A new study on mice has found that the simple act of running in an exercise wheel may delay the onset of some symptoms of Huntington's disease.
Researchers from the University of Oxford and the Howard Florey Institute, University of Melbourne, have offered new insights into the pathogenesis of this fatal disease and suggested possible preventive therapeutic targets.
Huntington's disease affects up to one person in every 10 000, but clusters in families and certain populations. Affected people develop clusters of a defective protein in their neurons and shrinkage of brain areas linked to movement. The disorder causes disability and eventually death, but is not normally evident until people have had children, allowing the disease gene to be passed on.
"Although Huntington's disease is considered the epitome of genetic determinism, environmental factors are increasingly recognised to influence the disease progress", wrote the researchers.
The findings indicate that a genetic mutation causes Huntington's in humans. The researchers said that just as mentally stimulating these mice by enriching their environment had previously been shown to delay onset and progression of motor symptoms, so does the simple physical activity of running in a wheel.

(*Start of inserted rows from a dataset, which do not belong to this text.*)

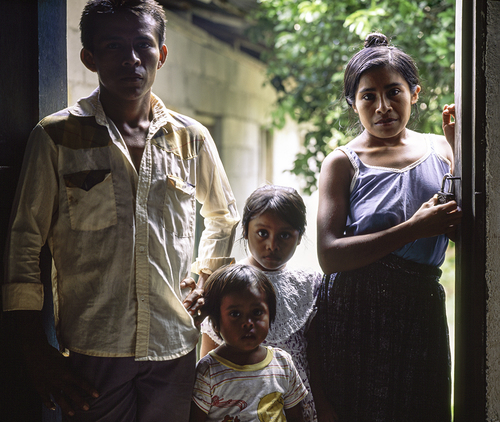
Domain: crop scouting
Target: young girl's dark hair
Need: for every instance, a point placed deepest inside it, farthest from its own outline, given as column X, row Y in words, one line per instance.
column 234, row 279
column 96, row 8
column 285, row 202
column 378, row 53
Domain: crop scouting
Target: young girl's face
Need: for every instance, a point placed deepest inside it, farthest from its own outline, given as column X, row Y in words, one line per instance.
column 244, row 320
column 383, row 102
column 272, row 241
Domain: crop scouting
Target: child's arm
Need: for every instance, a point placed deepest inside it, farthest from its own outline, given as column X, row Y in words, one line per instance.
column 323, row 407
column 294, row 414
column 197, row 415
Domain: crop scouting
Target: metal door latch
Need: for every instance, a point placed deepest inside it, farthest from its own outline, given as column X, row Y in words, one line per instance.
column 447, row 196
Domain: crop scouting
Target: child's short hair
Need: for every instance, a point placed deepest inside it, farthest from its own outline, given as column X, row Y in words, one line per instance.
column 233, row 279
column 281, row 200
column 96, row 8
column 378, row 53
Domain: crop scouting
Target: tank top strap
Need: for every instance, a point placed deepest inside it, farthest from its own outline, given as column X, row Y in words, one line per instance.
column 355, row 162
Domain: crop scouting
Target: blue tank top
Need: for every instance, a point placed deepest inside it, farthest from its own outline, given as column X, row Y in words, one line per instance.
column 383, row 197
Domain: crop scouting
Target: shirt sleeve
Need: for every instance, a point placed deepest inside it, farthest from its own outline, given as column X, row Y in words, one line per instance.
column 218, row 209
column 201, row 391
column 33, row 211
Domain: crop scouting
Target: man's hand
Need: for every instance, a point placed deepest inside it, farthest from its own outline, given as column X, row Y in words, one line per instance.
column 194, row 300
column 49, row 370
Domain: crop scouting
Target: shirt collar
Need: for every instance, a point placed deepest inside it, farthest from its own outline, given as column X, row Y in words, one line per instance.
column 91, row 107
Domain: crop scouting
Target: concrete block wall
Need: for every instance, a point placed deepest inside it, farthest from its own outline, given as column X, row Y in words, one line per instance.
column 209, row 81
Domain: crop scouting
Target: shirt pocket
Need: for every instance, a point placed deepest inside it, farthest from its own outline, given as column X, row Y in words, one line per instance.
column 91, row 200
column 179, row 211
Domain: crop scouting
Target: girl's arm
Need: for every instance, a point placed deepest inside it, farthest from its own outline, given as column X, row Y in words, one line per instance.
column 339, row 253
column 294, row 414
column 197, row 415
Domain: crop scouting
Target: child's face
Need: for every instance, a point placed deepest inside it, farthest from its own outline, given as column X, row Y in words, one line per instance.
column 272, row 241
column 244, row 320
column 383, row 102
column 126, row 55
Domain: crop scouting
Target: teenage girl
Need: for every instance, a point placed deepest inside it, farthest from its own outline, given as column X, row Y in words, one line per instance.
column 381, row 239
column 274, row 221
column 242, row 380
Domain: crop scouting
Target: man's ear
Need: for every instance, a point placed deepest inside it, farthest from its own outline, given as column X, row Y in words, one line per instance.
column 163, row 56
column 87, row 59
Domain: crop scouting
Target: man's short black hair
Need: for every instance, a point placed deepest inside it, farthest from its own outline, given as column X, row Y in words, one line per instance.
column 95, row 8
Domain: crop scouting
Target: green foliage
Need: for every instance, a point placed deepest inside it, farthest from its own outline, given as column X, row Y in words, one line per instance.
column 310, row 42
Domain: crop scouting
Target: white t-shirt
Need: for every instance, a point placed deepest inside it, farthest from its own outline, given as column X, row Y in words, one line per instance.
column 258, row 392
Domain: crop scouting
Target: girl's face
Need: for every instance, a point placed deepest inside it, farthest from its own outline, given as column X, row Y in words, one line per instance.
column 383, row 102
column 272, row 241
column 244, row 320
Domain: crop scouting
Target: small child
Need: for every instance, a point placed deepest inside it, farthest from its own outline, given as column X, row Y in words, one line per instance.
column 273, row 223
column 242, row 380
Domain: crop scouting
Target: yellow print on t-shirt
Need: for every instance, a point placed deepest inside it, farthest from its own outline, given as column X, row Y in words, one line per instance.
column 271, row 408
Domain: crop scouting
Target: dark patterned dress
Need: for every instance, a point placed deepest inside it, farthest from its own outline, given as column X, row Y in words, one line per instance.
column 383, row 327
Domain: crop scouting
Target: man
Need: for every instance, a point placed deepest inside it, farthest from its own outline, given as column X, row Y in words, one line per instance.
column 110, row 184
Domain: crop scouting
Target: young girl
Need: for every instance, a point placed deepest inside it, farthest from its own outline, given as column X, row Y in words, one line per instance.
column 242, row 380
column 382, row 236
column 274, row 221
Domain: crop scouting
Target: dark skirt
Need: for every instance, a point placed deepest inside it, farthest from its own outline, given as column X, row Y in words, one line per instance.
column 384, row 336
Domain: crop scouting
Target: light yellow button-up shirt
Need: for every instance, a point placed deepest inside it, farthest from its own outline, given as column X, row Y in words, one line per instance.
column 121, row 240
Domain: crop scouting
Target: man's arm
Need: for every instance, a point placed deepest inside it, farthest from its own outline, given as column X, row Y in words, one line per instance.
column 48, row 369
column 34, row 208
column 220, row 215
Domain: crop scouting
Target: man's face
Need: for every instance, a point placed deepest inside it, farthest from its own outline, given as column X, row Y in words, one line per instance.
column 126, row 55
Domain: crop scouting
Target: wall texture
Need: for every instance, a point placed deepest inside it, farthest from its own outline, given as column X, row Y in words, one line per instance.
column 223, row 89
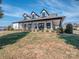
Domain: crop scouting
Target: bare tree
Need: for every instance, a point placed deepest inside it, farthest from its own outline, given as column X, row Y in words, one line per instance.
column 1, row 12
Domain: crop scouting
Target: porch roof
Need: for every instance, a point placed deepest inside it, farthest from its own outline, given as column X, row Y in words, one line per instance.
column 42, row 19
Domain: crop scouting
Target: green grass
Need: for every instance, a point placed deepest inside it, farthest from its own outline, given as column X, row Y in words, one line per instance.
column 11, row 38
column 71, row 39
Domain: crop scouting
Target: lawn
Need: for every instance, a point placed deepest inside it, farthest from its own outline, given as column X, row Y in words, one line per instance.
column 38, row 45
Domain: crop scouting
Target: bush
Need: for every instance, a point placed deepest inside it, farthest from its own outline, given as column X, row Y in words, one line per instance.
column 69, row 29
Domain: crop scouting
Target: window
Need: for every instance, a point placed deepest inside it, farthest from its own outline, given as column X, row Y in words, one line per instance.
column 48, row 25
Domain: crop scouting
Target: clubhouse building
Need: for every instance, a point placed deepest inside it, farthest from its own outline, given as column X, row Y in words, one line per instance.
column 44, row 22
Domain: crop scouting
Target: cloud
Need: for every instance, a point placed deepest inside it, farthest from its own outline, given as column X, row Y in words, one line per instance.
column 68, row 8
column 13, row 11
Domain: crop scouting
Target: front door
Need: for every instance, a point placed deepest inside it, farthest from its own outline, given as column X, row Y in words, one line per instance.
column 41, row 26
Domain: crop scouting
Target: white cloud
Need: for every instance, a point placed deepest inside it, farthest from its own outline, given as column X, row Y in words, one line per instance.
column 69, row 8
column 13, row 11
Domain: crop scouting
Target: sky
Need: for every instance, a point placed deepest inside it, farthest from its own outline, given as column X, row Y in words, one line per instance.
column 14, row 9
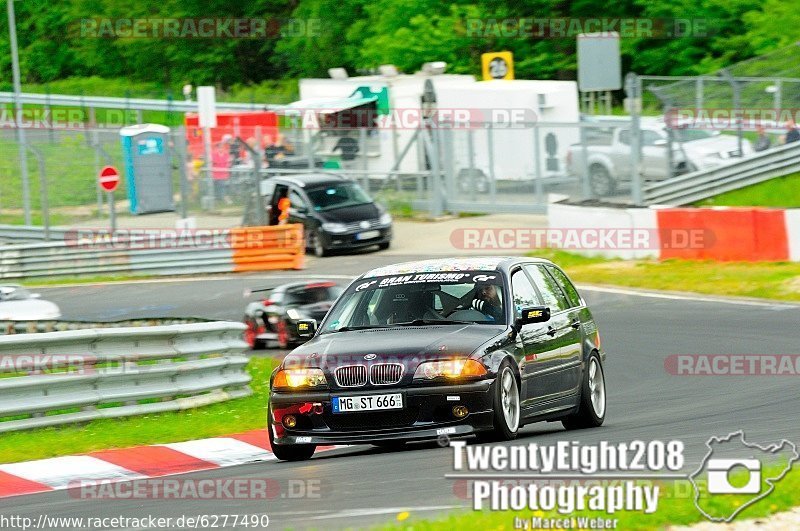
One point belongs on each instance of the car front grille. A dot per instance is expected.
(373, 420)
(385, 373)
(351, 376)
(356, 225)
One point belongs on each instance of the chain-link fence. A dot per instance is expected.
(435, 168)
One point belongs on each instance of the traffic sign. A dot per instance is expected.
(497, 65)
(108, 178)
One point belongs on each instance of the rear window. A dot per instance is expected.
(339, 195)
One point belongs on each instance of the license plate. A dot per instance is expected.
(368, 235)
(348, 404)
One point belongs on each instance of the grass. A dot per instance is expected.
(782, 192)
(766, 280)
(214, 420)
(675, 507)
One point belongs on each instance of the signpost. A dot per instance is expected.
(207, 119)
(108, 179)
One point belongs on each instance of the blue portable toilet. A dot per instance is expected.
(148, 167)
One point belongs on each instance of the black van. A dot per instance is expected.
(337, 214)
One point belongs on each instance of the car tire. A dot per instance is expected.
(601, 182)
(317, 246)
(507, 409)
(251, 333)
(592, 409)
(288, 452)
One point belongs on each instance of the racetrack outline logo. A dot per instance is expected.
(771, 481)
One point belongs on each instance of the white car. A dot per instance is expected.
(18, 304)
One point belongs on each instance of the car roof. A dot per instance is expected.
(310, 180)
(457, 263)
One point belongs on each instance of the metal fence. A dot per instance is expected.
(158, 252)
(696, 186)
(56, 378)
(476, 167)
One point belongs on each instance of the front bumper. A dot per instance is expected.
(350, 240)
(426, 414)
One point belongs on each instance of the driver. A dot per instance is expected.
(487, 301)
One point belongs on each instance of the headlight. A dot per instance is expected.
(298, 378)
(334, 227)
(430, 370)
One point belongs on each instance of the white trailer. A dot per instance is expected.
(514, 145)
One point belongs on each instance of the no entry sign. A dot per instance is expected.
(108, 178)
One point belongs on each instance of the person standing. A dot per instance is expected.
(792, 134)
(763, 141)
(220, 170)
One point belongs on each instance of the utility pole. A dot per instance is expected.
(23, 152)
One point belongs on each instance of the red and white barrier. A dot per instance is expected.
(138, 463)
(718, 233)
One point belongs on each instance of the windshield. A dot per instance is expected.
(420, 299)
(687, 135)
(340, 195)
(313, 295)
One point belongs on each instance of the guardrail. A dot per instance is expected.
(157, 252)
(695, 186)
(102, 102)
(28, 233)
(59, 378)
(33, 327)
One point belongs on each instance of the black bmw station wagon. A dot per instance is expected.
(452, 347)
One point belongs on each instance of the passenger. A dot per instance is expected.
(487, 301)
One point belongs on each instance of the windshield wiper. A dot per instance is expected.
(350, 328)
(420, 322)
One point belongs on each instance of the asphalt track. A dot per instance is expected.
(363, 486)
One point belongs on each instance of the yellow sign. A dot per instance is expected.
(498, 65)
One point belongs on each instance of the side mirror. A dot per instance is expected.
(533, 314)
(306, 327)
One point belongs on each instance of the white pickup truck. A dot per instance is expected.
(609, 153)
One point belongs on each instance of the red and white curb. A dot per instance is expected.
(140, 462)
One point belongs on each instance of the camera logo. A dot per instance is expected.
(721, 472)
(735, 474)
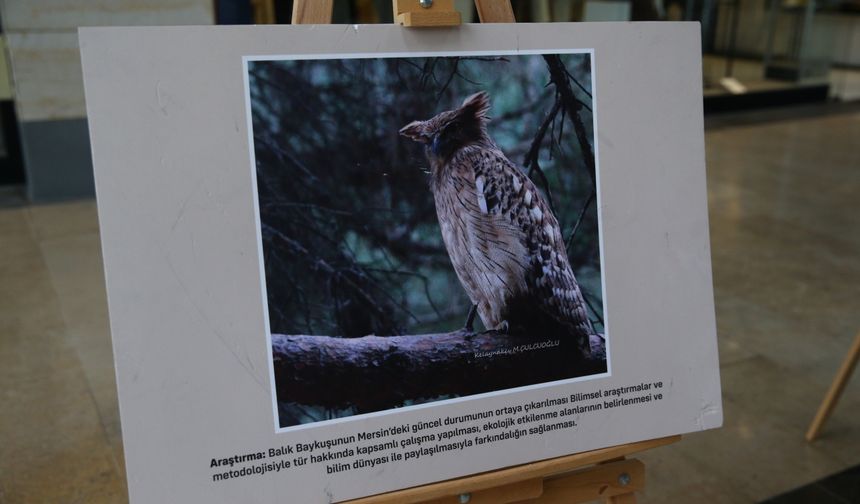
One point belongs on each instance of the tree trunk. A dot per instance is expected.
(375, 372)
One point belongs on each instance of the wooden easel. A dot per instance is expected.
(836, 388)
(582, 477)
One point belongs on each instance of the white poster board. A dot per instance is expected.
(264, 206)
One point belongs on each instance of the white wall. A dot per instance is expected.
(43, 45)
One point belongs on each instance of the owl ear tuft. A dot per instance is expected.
(478, 105)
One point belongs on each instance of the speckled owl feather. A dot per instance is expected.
(504, 242)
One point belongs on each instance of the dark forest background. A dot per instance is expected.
(351, 241)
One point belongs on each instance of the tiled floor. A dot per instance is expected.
(785, 227)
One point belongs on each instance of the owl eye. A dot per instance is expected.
(435, 143)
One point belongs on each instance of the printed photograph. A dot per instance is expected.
(428, 226)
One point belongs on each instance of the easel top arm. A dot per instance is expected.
(411, 12)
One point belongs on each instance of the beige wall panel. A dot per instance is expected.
(47, 73)
(23, 15)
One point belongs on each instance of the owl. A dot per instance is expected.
(504, 242)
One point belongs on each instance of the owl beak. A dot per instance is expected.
(415, 131)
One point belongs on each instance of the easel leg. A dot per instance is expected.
(835, 391)
(622, 499)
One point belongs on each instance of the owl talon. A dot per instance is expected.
(470, 319)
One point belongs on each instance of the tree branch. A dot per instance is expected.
(559, 77)
(375, 372)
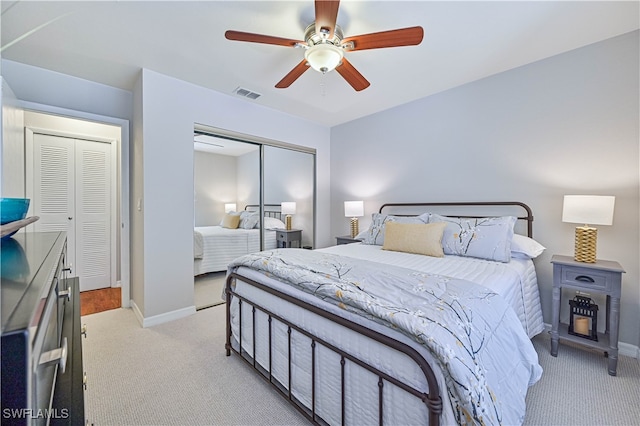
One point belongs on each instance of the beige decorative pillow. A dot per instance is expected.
(419, 238)
(231, 221)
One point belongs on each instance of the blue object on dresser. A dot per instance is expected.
(12, 209)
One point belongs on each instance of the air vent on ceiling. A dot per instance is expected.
(246, 93)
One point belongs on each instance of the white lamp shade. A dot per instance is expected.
(288, 207)
(353, 208)
(324, 57)
(588, 209)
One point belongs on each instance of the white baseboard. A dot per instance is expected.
(625, 349)
(162, 318)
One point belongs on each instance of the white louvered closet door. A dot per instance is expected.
(72, 192)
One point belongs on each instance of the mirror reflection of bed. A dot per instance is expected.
(215, 246)
(227, 182)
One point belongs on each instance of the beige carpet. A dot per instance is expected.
(177, 374)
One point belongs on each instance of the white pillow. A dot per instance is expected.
(248, 220)
(485, 238)
(525, 248)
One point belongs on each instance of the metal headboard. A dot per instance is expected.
(520, 207)
(270, 210)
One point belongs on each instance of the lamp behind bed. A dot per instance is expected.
(288, 208)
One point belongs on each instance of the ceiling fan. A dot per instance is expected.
(325, 45)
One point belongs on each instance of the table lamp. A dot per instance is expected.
(288, 208)
(589, 210)
(354, 209)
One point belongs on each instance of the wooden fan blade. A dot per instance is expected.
(393, 38)
(259, 38)
(293, 75)
(326, 15)
(353, 77)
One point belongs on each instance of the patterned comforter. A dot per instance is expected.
(487, 359)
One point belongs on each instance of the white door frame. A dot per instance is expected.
(30, 131)
(125, 222)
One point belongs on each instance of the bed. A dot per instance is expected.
(369, 334)
(214, 247)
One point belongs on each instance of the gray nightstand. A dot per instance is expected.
(602, 277)
(346, 239)
(285, 237)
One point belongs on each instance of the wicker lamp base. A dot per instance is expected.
(354, 227)
(585, 245)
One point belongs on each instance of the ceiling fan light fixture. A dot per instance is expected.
(324, 57)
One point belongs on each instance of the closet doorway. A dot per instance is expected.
(71, 179)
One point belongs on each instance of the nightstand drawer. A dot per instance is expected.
(587, 278)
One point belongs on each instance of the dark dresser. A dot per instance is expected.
(42, 372)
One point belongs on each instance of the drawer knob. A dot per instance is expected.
(65, 293)
(58, 356)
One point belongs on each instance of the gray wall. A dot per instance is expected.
(564, 125)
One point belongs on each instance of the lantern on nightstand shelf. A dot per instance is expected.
(583, 318)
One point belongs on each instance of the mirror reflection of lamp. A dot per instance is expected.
(354, 210)
(589, 210)
(288, 208)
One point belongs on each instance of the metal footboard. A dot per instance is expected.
(432, 399)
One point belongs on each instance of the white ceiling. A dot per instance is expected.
(110, 41)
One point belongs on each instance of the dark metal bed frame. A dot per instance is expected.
(432, 399)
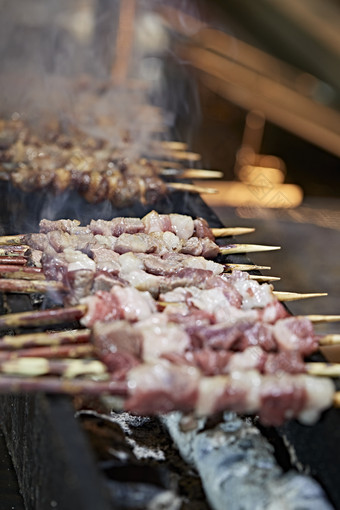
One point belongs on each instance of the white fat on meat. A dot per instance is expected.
(238, 391)
(250, 383)
(135, 305)
(106, 260)
(249, 359)
(320, 393)
(161, 387)
(254, 295)
(202, 263)
(132, 271)
(212, 301)
(215, 302)
(107, 241)
(286, 337)
(129, 262)
(182, 225)
(77, 260)
(166, 242)
(161, 337)
(153, 222)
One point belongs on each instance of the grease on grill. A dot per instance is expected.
(142, 468)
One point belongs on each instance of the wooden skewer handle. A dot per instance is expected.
(42, 317)
(14, 239)
(28, 340)
(15, 384)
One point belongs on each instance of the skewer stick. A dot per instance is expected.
(246, 248)
(30, 286)
(332, 339)
(43, 339)
(192, 188)
(293, 296)
(13, 239)
(13, 250)
(22, 275)
(323, 318)
(42, 317)
(22, 261)
(18, 251)
(12, 384)
(32, 270)
(263, 278)
(41, 366)
(244, 267)
(198, 173)
(50, 351)
(323, 369)
(336, 399)
(231, 231)
(165, 164)
(169, 144)
(179, 155)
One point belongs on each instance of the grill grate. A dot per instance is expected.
(50, 449)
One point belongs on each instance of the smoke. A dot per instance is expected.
(59, 59)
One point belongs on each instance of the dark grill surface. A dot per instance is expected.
(55, 466)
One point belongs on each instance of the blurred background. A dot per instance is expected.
(254, 87)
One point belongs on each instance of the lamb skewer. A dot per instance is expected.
(28, 286)
(44, 339)
(182, 225)
(148, 391)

"Of particular interest was the fact that the wheel exercise was started in juvenile mice, much earlier than in a previous study that showed more limited protective effects of physical activity," said lead author Anthony Hannan of the Howard Florey Institute.
He added that the finding suggests that the protective effect has a specific time window.
"Physical activity did not postpone all the motor symptoms delayed by environmental enrichment, which suggests that sensory stimulation, mental exercise, and physical activity could all be used for the benefit of human sufferers," he said.
As genetic diagnosis is possible, in the same way early intervention is also possible in people who will develop Huntington's.
Density of protein aggregates in neurons and shrinkage in brain regions in mice that had benefited from physical activity were as advanced as in those raised without wheels.
Thus, the authors suggest that benefits stem from stimulation of neuronal receptors and other molecules that prolong normal function and delay motor deficits.
The study is published in the open-access journal BMC Neuroscience.